Canadian Environmental Network blind-sided by elimination of core funding
The Canadian Environmental Network is reeling from the elimination of its core funding by Environment Canada, and last week the Canadian Environmental Assessment Agency told the Committee on the Environment and Sustainable Development that it’s bracing for a 43 per cent cut to its budget for 2012-2013. Green Party leader Elizabeth May (Saanich-Gulf Islands, B.C.) says the government is waging war on the environment.
The Canadian Environmental Network, which has facilitated communication between the federal government and community-based environmental groups for over three decades, was notified that it would lose its core federal funding of $547,000 next year.
Established in 1977 as the Canadian Environmental Advisory Council, the network has provided Environment Canada and other federal agencies with community-level environmental input for 34 years. This two-way street of communications between the federal government and the network’s 640-member organizations from across Canada is now expected to close its eleven regional offices next year.
CEN chair Olivier Kolmel told The Hill Times that in May the network was assured in writing that its partnership with the federal government would continue, but over the summer there was a freeze in communications between the network’s directorate and senior officials at Environment Canada. On Oct. 13, CEN was notified that its funding for next year would not be renewed.
Mr. Kolmel questioned the government’s motives for sending mixed signals on the CEN’s future funding. “Why did they come to us several months later, cutting us without warning? For such a long partnership and an important institution to Canadians, there should still be a transitional period allowed for such an organization to move to some kind of financial independence by diversifying funding sources. It’s a question of respect,” he said.
Over the course of its history, the network worked with the federal government on a number of key environmental initiatives, including the development of the Canadian Environmental Protection Act and Brian Mulroney’s Green Plan, which brought environmental issues into the federal spotlight. The network, which coordinates communication between the federal government and some 630,000 environmentally concerned Canadians, has also provided consultation for a number of federal departments with environmental responsibilities, including Fisheries and Oceans, Transport Canada and Health Canada.

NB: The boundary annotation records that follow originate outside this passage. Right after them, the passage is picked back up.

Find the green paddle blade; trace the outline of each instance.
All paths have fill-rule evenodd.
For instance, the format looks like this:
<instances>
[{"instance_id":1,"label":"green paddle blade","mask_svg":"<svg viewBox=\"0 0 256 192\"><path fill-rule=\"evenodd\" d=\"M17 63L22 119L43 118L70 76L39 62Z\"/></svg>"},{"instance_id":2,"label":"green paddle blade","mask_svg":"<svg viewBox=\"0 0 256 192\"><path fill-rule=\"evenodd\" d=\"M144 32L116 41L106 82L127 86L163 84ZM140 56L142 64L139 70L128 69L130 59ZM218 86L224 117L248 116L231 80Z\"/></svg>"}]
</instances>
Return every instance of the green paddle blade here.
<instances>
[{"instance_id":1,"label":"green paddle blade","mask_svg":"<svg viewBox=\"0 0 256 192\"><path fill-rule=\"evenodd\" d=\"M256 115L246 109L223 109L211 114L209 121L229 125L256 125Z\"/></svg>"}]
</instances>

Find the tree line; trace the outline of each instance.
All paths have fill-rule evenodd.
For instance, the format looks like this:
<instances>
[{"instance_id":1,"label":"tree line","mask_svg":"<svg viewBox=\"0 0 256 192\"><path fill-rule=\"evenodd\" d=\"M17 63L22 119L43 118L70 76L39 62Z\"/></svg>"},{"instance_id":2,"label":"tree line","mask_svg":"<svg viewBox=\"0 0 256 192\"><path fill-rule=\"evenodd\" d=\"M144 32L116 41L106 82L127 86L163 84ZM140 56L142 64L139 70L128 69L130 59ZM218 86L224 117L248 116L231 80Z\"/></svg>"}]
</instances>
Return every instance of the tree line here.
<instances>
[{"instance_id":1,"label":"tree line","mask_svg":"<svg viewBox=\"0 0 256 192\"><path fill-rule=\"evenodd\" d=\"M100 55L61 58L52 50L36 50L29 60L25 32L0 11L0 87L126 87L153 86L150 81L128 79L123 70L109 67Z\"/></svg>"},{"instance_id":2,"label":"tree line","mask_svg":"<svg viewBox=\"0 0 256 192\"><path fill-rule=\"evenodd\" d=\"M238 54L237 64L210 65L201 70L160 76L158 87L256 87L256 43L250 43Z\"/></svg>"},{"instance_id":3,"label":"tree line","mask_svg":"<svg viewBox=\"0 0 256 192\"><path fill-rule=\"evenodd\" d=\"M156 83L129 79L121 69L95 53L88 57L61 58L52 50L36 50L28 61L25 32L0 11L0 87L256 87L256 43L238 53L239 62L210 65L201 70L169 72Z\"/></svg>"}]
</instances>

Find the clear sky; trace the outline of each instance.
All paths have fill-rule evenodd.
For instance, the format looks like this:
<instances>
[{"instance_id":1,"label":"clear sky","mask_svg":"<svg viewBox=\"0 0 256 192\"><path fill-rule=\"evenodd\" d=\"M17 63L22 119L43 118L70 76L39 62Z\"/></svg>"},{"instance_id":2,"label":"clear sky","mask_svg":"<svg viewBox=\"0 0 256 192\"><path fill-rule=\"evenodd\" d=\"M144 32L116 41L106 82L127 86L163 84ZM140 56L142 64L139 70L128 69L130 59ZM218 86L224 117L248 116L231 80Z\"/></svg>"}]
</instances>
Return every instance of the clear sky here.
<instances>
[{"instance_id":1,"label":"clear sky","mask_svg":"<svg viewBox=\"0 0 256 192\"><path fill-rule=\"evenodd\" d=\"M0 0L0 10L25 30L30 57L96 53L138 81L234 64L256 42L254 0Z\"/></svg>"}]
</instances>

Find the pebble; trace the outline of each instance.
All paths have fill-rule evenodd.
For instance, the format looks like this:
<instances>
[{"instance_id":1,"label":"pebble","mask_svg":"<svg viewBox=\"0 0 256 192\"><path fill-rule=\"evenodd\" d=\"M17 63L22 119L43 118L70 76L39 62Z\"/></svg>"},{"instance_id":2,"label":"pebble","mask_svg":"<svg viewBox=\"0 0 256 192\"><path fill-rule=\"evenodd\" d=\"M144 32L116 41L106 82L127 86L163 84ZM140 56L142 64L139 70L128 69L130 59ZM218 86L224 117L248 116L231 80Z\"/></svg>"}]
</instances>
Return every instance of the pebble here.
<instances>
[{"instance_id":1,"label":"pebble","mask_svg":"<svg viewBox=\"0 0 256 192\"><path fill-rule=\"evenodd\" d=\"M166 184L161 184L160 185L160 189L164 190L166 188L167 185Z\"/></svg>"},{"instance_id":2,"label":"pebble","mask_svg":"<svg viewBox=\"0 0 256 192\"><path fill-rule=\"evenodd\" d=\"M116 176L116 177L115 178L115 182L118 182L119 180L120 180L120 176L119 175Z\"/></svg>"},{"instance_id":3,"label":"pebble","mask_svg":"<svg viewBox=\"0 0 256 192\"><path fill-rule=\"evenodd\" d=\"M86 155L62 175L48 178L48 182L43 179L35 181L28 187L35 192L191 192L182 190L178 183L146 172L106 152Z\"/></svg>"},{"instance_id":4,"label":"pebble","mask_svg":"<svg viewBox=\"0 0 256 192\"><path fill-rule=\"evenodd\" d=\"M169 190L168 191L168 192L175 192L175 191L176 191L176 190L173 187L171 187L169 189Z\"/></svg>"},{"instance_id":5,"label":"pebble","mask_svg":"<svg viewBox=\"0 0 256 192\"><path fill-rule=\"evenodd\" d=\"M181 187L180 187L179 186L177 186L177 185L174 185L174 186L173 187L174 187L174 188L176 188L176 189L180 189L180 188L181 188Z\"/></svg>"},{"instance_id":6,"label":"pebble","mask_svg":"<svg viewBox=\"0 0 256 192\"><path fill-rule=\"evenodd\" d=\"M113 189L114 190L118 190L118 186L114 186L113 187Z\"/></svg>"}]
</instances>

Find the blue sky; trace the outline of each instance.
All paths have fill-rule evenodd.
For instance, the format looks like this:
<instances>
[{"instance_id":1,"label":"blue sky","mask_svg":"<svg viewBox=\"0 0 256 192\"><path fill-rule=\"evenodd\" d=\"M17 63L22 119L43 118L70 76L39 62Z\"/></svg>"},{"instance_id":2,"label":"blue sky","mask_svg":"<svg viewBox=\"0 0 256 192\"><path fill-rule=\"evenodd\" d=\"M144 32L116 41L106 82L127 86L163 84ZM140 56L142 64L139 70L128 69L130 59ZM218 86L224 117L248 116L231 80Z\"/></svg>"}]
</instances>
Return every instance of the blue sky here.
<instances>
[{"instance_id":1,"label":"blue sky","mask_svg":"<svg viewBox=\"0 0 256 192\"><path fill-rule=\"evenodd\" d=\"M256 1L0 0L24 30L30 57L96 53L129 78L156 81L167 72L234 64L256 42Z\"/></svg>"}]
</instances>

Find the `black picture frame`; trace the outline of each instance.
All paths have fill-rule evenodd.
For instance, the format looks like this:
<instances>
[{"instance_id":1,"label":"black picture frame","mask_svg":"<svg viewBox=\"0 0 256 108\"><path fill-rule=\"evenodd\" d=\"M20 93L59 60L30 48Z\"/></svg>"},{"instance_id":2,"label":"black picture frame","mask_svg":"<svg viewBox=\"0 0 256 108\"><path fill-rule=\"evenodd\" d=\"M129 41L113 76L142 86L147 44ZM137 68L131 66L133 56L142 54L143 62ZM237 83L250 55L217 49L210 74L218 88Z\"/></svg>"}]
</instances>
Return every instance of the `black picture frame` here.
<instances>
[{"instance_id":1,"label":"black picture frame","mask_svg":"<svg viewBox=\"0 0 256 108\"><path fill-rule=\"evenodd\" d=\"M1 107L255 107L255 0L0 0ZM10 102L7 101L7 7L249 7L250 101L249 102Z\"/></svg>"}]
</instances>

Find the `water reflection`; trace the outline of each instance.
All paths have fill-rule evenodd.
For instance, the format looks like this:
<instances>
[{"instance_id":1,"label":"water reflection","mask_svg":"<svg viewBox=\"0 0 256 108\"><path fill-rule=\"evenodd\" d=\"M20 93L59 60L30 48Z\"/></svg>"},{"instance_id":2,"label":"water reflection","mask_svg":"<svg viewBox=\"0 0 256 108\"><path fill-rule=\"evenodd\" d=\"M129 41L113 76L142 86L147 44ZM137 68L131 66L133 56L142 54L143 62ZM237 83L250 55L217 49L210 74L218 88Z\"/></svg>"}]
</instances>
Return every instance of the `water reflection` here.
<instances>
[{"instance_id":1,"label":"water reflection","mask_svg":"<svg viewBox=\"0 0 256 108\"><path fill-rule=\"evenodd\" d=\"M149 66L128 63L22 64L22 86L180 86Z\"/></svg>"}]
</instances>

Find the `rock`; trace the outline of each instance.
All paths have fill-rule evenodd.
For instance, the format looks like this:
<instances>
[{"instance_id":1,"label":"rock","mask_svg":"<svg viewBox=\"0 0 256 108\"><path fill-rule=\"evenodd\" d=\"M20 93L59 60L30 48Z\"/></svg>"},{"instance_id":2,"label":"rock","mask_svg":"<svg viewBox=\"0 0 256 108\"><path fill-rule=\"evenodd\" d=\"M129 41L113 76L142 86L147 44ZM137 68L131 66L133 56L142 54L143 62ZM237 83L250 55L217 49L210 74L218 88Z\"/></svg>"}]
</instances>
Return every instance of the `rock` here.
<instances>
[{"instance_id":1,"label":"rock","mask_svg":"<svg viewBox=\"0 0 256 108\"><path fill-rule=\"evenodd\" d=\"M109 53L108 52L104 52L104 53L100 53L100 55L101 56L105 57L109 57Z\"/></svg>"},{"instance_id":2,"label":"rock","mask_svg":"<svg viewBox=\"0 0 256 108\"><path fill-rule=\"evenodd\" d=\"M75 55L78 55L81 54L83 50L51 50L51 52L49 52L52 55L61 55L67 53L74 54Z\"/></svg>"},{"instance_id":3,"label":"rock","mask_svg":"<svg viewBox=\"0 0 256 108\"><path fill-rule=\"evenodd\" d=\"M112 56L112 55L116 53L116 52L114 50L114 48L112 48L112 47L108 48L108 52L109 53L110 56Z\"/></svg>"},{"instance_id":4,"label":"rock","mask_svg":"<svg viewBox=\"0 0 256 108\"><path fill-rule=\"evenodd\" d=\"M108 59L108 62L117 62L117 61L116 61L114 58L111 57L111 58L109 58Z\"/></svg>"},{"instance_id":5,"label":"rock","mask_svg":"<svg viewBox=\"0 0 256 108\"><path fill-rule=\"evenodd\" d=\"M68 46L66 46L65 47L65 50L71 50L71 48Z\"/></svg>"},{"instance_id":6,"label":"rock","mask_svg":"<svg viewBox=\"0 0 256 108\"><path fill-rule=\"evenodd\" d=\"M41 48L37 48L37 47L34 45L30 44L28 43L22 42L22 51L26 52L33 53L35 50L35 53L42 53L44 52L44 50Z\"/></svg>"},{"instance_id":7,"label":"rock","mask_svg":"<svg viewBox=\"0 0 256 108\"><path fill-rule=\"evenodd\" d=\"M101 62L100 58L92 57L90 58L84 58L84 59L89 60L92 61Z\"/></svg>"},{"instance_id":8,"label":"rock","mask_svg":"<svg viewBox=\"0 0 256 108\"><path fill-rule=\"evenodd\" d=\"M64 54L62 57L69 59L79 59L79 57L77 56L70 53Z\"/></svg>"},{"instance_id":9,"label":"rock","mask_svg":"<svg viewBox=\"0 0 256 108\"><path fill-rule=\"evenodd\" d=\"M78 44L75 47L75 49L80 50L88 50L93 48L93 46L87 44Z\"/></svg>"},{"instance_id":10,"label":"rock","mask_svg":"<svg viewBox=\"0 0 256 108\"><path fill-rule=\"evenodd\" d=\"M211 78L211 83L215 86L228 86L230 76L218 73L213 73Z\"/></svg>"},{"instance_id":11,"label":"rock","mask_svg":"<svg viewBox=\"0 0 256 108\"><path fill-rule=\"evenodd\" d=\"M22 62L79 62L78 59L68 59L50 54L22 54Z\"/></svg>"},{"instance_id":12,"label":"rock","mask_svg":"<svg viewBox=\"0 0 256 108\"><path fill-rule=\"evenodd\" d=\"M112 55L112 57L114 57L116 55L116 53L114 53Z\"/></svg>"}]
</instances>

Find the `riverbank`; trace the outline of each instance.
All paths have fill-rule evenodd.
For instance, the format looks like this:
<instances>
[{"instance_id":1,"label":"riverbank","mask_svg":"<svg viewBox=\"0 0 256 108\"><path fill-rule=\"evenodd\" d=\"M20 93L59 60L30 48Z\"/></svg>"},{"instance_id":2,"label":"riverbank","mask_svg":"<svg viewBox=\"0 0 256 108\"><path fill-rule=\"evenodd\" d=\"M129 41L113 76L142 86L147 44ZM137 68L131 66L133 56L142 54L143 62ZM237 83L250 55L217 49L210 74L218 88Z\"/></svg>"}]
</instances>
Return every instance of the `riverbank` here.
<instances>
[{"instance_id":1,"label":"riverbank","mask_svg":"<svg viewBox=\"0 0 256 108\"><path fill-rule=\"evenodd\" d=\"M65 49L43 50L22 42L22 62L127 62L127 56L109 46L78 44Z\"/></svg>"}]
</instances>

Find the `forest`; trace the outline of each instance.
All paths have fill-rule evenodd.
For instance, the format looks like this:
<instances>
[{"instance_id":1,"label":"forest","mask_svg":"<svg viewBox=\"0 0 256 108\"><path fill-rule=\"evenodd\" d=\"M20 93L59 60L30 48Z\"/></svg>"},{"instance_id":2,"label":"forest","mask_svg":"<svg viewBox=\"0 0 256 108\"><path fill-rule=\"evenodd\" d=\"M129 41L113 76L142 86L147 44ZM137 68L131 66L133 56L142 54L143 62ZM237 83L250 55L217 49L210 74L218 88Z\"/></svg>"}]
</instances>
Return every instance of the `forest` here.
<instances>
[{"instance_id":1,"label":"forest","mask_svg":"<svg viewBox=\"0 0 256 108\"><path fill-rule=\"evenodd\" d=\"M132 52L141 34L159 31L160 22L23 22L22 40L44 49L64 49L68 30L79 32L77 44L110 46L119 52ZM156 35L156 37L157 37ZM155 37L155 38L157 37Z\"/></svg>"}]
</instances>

“Democratically and financially it’s a loss for the government,” Mr. Kolmel stated.
Environment Canada spokesperson Melissa Lantsman said that Environment Canada decided to end its contribution agreement with the network as part of a “rigorous process” focused on “responsible spending and sound management of tax dollars.”
Ms. Lantsman said that Environment Canada intends to replace the network’s function direct “web-based consultation.”
“The department already has a number of web pages dedicated to public participation and consultation,” Ms. Lantsman wrote in an email to The Hill Times. “The intent is to expand on these to not only provide comments on discussion papers, but to invite stakeholders to submit ideas or policy solutions on the government’s environmental priorities.”
The subject of federal cuts to environmental research and consultation resurfaced again last week in an Oct. 20 meeting of the House Standing Committee on the Environment and Sustainable Development, which is currently reviewing the Canadian Environmental Assessment Act.
Canadian Environmental Assessment Agency president Elaine Feldman told the committee that $13-million worth of agency funding was due to sunset in 2012-2013, which would lead to the elimination of 80 positions—33 per cent of the CEAA’s work force. Included in that funding is a program for aboriginal consultation on the environmental impacts of industrial projects.
Conservative MP and committee member James Lunney (Nanaimo-Alberni, B.C.), asked Ms. Feldman if the funds due to expire are related to assessments of completed federal infrastructure projects that were part of stimulus spending.
“We have a whole bunch of projects that are approaching completion, an unprecedented number of projects right across the country. Hopefully we’ll be going back to a more normal level, which will require a lower level of functioning. Is that correct?” Mr. Lunney asked Ms. Feldman.
“I don’t think so. What I’m told is there is up to $500-billion of potential new investment in Canadian natural resource projects in the coming years,” Ms. Feldman responded. “If that’s the right figure, then the agency is going to be very busy.”
Ms. May said that the slow and steady elimination of environmental programs and services is happening outside of the public eye.
“They come on a daily basis,” Ms. May said of the cuts, adding ozone monitoring and climate adaptation research to a list of federal initiatives that have been targeted for savings. “When the losses come on a daily basis and fail to get traction in terms of front page news, we’re losing a tremendous amount without a whimper, because Canadians don’t know how bad it is.”
The Green Party leader also echoed Sierra Club Director John Bennett’s statement that “Disrupting communications is the first thing you do when you go to war,” in reference to the elimination of the CEN’s core funding.
“When you consider that for 34 years through different governments we’ve maintained a functioning Canadian Environmental Network with government funding, it’s not something that can be replaced with an online consultation process,” said Ms. May, who recalled working with the CEN on acid rain when she was a environmental policy advisor to the Mulroney government. Ms. May said that she will continue to work to bring Canadians’ attention to the government’s “pattern of behaviour that is driven by a war against the environment.”